One of the companies I founded was an online marketplace for city governments. My business partner was a fiftysomething guy who had been dealing with city governments forever.
Our investors in the first round were all his friends, most were over 50, and some assumed I was dating my partner because why else would he start a company with someone so young.
Investors treated me like it was an impossibility that I could have learned things fast enough to get into a room with them. And one investor asked me to leave a meeting at such an inappropriate moment that even my partner was shocked.
Then, about a year later, when I was looking for a job, the guy I interviewed with said, “Kids now think they can learn on the job and they don’t need an MBA. What do you think of that?”
I couldn’t believe it: He was calling me a kid in my job interview, even though I had already launched two companies.
He did this because he thinks it’s culturally acceptable to treat someone like they don’t know anything just because they’re young.
I’ve been holding off writing about Obama because the first (and last) time I took a leap into politics with my column was when I campaigned for Howard Dean, the week before he imploded. I told myself I learned my lesson: Politics is too volatile for a workplace writer to forge a path through.
But here I am again. Writing about politics. Writing about Obama and hoping he doesn’t implode next week. I have to write about him because while this is not an official endorsement, when he talks about leading a new generation I get giddy over the idea that we could be wrestling ourselves out from under the clutch of the baby boomers.
Obama talks about teamwork and community and the end of the me-me-me in-fighting that has characterized the recent history of baby boomer politics. A report in Newsday says:
“Obama represents the transition from the Baby Boom to Generation X… He spoke of a post-boomer sensibility, of moving beyond the divisions exacerbated by undue self-focus.”

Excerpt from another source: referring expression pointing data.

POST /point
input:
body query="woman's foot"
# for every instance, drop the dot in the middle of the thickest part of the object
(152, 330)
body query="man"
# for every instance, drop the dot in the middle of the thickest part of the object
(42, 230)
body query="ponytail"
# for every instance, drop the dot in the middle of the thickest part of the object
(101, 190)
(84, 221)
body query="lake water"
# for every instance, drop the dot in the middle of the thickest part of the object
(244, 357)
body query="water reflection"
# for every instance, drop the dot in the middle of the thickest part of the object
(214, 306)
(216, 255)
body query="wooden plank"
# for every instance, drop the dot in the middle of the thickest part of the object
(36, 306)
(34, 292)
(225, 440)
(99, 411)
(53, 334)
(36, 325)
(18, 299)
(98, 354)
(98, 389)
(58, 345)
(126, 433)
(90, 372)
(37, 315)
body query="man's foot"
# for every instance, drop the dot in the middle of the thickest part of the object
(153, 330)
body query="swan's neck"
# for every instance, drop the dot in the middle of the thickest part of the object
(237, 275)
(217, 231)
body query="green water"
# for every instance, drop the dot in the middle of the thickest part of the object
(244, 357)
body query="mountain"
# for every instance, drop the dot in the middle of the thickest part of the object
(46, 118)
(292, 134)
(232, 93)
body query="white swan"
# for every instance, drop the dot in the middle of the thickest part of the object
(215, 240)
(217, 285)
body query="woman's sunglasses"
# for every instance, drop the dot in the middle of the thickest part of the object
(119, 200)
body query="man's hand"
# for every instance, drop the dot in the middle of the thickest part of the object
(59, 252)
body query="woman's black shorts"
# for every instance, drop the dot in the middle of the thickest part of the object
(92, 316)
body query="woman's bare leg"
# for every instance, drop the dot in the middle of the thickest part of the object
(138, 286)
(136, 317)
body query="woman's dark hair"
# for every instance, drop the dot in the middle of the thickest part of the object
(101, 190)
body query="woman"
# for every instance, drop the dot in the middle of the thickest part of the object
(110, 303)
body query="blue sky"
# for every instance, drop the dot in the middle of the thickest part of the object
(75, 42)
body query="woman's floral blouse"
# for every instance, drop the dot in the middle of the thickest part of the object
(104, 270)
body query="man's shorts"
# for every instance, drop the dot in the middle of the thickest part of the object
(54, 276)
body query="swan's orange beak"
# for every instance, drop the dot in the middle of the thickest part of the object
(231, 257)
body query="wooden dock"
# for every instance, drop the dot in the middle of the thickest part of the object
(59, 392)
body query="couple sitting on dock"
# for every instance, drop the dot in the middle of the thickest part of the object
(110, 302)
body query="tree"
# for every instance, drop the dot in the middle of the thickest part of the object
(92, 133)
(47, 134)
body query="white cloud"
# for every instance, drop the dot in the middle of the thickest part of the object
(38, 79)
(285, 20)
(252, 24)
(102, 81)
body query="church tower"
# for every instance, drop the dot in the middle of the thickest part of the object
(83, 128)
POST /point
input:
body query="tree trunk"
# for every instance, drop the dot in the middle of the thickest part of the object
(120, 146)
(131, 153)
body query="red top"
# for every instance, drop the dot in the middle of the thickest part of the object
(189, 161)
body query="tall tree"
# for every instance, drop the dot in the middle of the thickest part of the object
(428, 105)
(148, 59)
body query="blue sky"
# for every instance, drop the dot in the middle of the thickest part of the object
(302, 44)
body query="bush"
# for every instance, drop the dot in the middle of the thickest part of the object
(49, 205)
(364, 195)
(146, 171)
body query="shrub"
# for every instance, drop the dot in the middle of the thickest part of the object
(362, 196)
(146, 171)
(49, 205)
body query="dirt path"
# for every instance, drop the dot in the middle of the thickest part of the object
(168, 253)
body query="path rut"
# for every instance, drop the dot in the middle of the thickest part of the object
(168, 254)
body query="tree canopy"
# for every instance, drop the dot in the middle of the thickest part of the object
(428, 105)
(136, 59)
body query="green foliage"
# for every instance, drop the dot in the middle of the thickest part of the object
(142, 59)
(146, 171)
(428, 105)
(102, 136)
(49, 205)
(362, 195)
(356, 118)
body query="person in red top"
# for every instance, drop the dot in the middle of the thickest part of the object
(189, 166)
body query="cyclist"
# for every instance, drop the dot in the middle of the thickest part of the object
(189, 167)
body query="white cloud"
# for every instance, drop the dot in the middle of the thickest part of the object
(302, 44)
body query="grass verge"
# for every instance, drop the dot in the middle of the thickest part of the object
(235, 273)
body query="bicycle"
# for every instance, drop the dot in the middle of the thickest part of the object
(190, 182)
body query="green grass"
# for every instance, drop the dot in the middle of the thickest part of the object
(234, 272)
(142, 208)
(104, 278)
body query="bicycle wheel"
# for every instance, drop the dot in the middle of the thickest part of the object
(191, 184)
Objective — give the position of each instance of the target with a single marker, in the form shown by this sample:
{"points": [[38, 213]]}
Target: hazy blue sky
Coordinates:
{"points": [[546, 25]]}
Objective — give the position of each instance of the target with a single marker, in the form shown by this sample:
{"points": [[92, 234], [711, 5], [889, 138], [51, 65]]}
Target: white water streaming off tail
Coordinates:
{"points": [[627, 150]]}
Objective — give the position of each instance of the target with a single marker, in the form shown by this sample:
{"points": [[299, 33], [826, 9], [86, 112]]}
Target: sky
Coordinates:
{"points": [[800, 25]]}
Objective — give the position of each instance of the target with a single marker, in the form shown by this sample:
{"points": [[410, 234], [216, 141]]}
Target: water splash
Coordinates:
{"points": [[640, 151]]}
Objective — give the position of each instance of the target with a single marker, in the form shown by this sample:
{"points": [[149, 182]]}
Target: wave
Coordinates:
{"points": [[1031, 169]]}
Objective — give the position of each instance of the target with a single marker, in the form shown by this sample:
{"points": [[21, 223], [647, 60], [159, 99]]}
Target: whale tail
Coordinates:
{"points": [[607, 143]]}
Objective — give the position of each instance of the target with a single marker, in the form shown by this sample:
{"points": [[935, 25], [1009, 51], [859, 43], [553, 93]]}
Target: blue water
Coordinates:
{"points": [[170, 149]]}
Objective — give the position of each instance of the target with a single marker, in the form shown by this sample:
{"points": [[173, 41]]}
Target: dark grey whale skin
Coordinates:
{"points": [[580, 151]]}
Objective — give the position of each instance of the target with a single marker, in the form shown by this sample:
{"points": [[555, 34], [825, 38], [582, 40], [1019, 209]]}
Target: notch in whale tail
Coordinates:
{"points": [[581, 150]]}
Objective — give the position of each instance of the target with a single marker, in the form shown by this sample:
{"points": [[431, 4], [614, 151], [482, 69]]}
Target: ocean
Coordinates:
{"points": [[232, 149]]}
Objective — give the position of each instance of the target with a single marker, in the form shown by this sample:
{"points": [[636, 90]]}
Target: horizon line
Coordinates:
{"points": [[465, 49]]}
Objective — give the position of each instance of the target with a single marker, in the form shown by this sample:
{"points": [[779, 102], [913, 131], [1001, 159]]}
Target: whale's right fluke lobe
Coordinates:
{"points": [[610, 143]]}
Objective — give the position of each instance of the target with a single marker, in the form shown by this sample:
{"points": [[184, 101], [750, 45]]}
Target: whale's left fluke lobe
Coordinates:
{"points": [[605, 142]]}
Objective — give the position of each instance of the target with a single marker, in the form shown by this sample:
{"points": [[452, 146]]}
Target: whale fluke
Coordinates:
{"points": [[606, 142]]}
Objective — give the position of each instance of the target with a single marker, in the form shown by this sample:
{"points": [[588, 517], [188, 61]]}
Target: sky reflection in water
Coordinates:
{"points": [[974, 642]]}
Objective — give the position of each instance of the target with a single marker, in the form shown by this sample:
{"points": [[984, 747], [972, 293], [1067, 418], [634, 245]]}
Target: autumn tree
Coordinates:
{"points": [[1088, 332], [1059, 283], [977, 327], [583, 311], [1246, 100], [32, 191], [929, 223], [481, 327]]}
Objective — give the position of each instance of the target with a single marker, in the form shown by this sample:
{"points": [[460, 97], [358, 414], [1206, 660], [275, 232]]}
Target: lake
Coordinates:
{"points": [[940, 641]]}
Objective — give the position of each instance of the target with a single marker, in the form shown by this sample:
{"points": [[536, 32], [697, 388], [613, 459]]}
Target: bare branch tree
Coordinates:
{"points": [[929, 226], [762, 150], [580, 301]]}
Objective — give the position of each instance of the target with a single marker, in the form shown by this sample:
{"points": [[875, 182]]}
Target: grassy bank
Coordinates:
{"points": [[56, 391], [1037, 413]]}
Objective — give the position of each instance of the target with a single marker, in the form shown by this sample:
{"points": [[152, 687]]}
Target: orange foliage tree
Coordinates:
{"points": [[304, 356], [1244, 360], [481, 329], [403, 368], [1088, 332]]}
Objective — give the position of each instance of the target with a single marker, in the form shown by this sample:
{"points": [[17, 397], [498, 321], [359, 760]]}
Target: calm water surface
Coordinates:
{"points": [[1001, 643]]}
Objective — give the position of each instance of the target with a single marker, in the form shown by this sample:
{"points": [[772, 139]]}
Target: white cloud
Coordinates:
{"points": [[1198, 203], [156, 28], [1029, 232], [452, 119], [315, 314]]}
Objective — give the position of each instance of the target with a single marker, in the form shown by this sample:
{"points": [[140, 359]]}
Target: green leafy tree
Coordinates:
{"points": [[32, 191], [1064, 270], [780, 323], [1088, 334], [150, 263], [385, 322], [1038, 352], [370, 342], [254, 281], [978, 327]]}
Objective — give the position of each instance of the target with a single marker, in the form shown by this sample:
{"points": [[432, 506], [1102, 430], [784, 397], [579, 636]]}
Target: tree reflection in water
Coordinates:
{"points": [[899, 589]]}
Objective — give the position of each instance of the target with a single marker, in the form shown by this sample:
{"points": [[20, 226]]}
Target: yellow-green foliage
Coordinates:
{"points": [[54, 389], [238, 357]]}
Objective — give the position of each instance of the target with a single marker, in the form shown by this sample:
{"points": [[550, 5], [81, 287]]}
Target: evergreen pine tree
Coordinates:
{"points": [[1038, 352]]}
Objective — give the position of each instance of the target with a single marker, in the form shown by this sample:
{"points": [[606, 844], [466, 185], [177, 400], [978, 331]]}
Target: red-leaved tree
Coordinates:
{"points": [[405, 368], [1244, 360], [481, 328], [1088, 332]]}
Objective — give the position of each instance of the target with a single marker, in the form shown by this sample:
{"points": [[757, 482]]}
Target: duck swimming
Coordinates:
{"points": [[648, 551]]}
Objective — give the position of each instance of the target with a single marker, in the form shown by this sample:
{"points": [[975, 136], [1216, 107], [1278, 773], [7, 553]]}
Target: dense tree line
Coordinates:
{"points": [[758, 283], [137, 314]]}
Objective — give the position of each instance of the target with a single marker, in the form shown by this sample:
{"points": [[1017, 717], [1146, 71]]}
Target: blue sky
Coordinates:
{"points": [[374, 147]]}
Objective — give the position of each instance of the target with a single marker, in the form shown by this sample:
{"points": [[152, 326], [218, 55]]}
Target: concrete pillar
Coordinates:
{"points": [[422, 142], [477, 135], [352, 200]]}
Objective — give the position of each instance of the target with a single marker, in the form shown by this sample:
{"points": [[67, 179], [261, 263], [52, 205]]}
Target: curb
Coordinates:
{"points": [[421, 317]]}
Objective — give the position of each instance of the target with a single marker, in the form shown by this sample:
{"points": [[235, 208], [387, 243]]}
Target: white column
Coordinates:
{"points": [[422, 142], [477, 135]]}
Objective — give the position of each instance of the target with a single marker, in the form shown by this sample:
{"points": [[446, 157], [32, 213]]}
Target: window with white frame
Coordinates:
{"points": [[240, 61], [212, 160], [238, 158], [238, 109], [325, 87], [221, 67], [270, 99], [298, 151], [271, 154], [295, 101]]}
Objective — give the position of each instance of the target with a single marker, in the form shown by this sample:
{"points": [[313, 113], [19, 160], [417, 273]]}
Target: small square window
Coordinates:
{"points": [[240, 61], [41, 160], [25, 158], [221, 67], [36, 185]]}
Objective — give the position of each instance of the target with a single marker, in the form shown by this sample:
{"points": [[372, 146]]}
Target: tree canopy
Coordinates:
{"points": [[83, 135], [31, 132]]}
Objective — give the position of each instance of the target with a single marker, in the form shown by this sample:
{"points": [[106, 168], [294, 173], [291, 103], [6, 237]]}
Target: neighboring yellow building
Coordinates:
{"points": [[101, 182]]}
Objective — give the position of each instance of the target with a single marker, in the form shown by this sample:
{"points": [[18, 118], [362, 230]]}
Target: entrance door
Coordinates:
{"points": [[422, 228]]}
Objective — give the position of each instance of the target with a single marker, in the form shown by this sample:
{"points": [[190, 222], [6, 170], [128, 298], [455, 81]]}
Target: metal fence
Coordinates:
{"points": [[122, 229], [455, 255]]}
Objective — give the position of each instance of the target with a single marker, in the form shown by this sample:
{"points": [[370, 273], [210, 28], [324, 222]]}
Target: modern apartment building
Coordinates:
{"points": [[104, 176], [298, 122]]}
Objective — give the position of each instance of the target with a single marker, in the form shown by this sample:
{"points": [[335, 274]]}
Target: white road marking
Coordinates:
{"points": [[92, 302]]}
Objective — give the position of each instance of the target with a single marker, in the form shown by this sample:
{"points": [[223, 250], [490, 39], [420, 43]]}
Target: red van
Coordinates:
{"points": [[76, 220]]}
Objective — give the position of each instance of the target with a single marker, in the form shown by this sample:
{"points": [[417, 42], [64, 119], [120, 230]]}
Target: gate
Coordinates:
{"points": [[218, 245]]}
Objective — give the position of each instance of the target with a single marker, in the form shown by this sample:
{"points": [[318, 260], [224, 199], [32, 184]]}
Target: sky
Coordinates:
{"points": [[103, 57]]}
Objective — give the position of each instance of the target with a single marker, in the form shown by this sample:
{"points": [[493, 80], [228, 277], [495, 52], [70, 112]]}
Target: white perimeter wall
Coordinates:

I have this conversation with my (baby boomer) agent, and she says, “Everything to you is about generations.” And okay, there’s truth to that, but there’s also some hot air, because the baby-boomer generation is so huge that everything has been about them by default.
I am from a generation that had very limited power to do anything, anywhere, except live in the wake of the boomers. Even when it came to the Internet revolution in the 90’s, most of the people who got rich were the baby boomers who invested in companies that Gen-Xers operated.
This is why I get excited about Generation Y. It’s amazing to see this group, with all their demographic power, open up the world to change.
For the most part, I focus on change in the workplace. There were a lot of things that my generation wanted at work — for example, flexible hours, personal growth and the abandonment of competitive, ego-focused hierarchy in favor of team work. But we had trouble pushing through these workplace values because there were too few of us. The baby boomers could always just say no.
But generation Y wants so many of those gen-X things, and generation Y has the demographic power to make it real. It excites me to see this happen at work.
Obama is the political corollary. Finally there are enough voters, maybe, to vote for someone who is not a baby boomer. I don’t know if it will happen. But just that we’re talking about it is exciting. Because once we talk about baby boomers giving up control of politics, the talk of baby boomers giving up control of corporate life cannot be far behind.
But there’s a workplace lesson from Obama as well. He’s very tactful as he disses the boomers. He makes it clear that he is a bridge builder. That he is respectful of the fact that everyone has a place in history. And he is, above all, someone who has empathy for diverse backgrounds. These are all the same kinds of skills we need in the workplace today.
We are all engaging in a generational discussion at work, even if it is not as overt as an interviewer calling you a kid. We all come to the table with preconceptions and biases, but we all have to work together. So, in the near future, at lest, it’s the people who are best at building generational bridges who will succeed. This is something I personally work on every day, and Obama is a great role model.